Ladies and gentlemen! Cads and crooks! Children of all ages! Welcome to another world! Where beauty walks with danger! Where the impossible is commonplace! And where nothing is quite what you expect... (Barnum concludes by throwing his head back, arms wide) Welcome... To the Greatest Show on Earth!”
- The Greatest Showman
With a deck of 127 feet above mean high water, 127 years after it officially opened, I turned 50 and fulfilled my dream of walking the sturdy planks of The Great Bridge.
A main span of 1,595.5 feet, the Brooklyn Bridge was the first fixed crossing of the East River and the longest suspension bridge in the world.
Opening to a literal and deadly stampede, on May 24, 1883, the span was originally called the New York and Brooklyn Bridge or the East River Bridge but was officially renamed the Brooklyn Bridge in 1915. A brilliant feat of 19th-century engineering the great bridge was an early example of a steel-wire suspension bridge, using a hybrid cable-stayed/suspension design, with both vertical and diagonal suspender cables.
Very few things stand the test of time.
An overwhelming monument to progress, the Brooklyn Bridge, with its Neo-Gothic stone towers spanning the East River… has stood the test of time. She is presently crossed, on average, by more than 116,000 vehicles, 30,000 pedestrians and 3,000 cyclists each day.
Truth, no matter how long it takes, will continually stand the test of time. Just not in our time….or our desire for timeliness. And no matter what truth is slowly being uncovered, speck by speck, or what is being built, brick by brick, there are men and women who never give up until pillars rise out of the earth to hold it up.
I can.

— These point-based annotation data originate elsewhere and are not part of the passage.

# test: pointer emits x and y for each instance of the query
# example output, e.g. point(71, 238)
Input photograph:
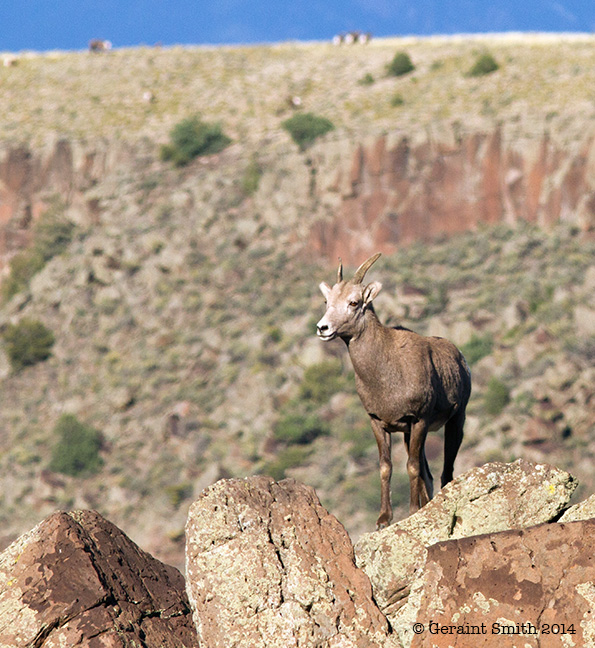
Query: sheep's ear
point(325, 289)
point(370, 292)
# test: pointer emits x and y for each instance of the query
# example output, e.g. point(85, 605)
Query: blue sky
point(70, 24)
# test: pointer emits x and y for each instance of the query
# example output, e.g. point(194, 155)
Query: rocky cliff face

I will.
This was the Roebling Family living in the spirit of The Age of Optimism.
Beginning as early as 1800 there were proposals for a bridge between Brooklyn and New York. At the time, ferry lines were the only form of transportation. Engineers presented various designs, such as chain or link bridges, though these were never built because of the difficulties of constructing a high enough fixed-span bridge across the busy East River. There were also proposals for tunnels under the East River, but these were too expensive.
Then along came German immigrant engineer John Augustus Roebling who proposed building a suspension bridge over the East River in 1857. This would be 26 years prior to the official opening. He had previously designed and constructed shorter suspension bridges in Delaware and Pennsylvania and the Niagara Suspension Bridge. In 1867, Roebling erected what became the John A. Roebling Suspension Bridge over the Ohio River between Cincinnati, Ohio, and Covington, Kentucky.

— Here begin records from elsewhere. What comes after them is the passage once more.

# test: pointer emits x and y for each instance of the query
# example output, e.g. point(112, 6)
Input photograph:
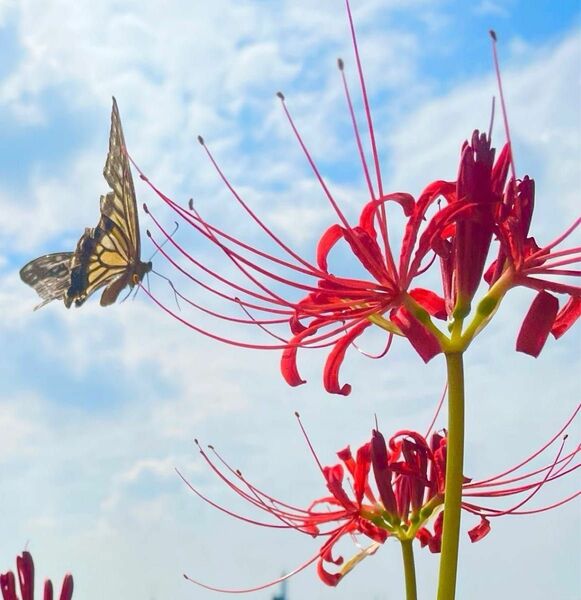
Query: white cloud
point(134, 388)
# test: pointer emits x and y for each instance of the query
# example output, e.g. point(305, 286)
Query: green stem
point(454, 463)
point(409, 569)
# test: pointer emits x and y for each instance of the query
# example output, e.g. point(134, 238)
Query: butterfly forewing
point(120, 205)
point(110, 251)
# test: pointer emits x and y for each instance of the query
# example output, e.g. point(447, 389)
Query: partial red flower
point(388, 488)
point(276, 289)
point(522, 262)
point(25, 574)
point(480, 185)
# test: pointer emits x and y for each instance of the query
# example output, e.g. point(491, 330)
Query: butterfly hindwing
point(109, 254)
point(106, 256)
point(49, 275)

I think we have forgotten what true greatness is.
Do those who drive, ride, walk and march over her know about the strength infused into the bones of those who labored to build her, died for her, for them, to have such liberty? Liberty of connection, of thought, ideas, warmth and sustainability as one gazes out to the East River below. Would they know about the only tunnel built in 1892 by the East River Gas Company that still supplies gas to Manhattan today.
Or how the original gas lamps lit the way on opening day?

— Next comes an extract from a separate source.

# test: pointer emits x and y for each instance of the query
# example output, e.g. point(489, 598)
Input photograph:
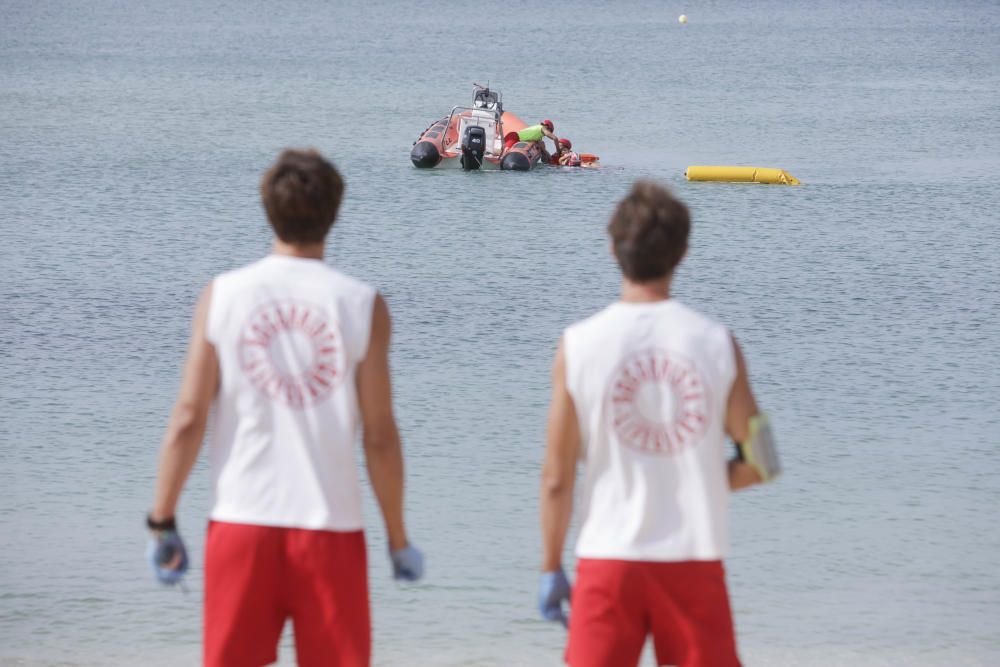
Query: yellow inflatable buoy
point(741, 175)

Or how the year prior, in 1882, Thomas A. Edison and Edison Electric Illuminating Company of New York would flip a switch, lighting the city for the first time… while today we take for granted the glittery skyline, whose historic and modern feats of structural engineering are on show in the city that never sleeps.
…and how a man who gave us light, literally and figuratively paving the way out of darkness, would also give us the electric chair… and in a charade of horrifying circumstances, that only man could create, would send a circus elephant into electric convulsions, proving his point that alternating current (AC) was far more dangerous than direct current (DC), killing the besoden and captive animal. A fate received for having an abusive trainer.
Proving that the circus was truly a circus in a “War of Currents.”
One year after the opening, P.T. Barnum would offer to put together a demonstration to show off the Brooklyn Bridge's strength. On May 17, 1884, the world's greatest showman paraded 21 elephants and 17 camels, marching them the length from Brooklyn to Manhattan.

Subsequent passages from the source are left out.